Increased prevalence of cytotoxic T lymphocytes (CTL) in the tumor microenvironment (TME) predicts positive outcomes in patients with epithelial ovarian cancer (EOC), whereas the regulatory T cells (Treg) predict poor outcomes. Guided by the synergistic activity of TLR3 ligands, IFNα, and COX-2 blockers in selectively enhancing CTL-attractants but suppressing Treg-attractants, we tested a novel intraperitoneal chemoimmunotherapy combination (CITC), to assess its tolerability and TME-modulatory impact in patients with recurrent EOC.

Patients and Methods:

Twelve patients were enrolled in phase I portion of the trial NCT02432378, and treated with intraperitoneal cisplatin, intraperitoneal rintatolimod (dsRNA, TLR3 ligand), and oral celecoxib (COX-2 blocker). Patients in cohorts 2, 3, and 4 also received intraperitoneal IFNα at 2, 6, and 18 million units (MU), respectively.
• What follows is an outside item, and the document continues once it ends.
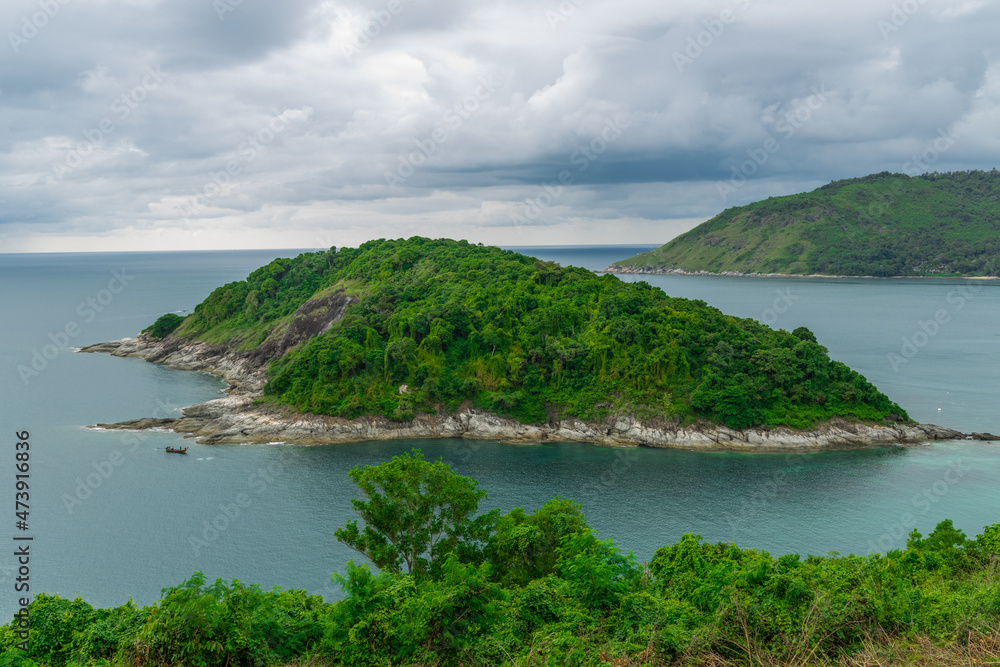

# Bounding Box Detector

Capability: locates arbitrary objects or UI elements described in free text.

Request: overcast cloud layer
[0,0,1000,252]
Primary objectives were to evaluate safety, identify phase 2 recommended dose (P2RD), and characterize changes in the immune TME. Peritoneal resident cells and intraperitoneal wash fluid were profiled via NanoString and Meso Scale Discovery (MSD) multiplex assay, respectively.

Results:

The P2RD of IFNα was 6 MU. Median progression-free survival and overall survival were 8.4 and 30 months, respectively. Longitudinal sampling of the peritoneal cavity via intraperitoneal washes demonstrated local upregulation of IFN-stimulated genes (ISG), including CTL-attracting chemokines (CXCL-9, -10, -11), MHC I/II, perforin, and granzymes. These changes were present 2 days after chemokine modulation and subsided within 1 week.

Conclusions:

The chemokine-modulating intraperitoneal-CITC is safe, tolerable, and associated with ISG changes that favor CTL chemoattraction and function. This combination (plus DC vaccine) will be tested in a phase II trial.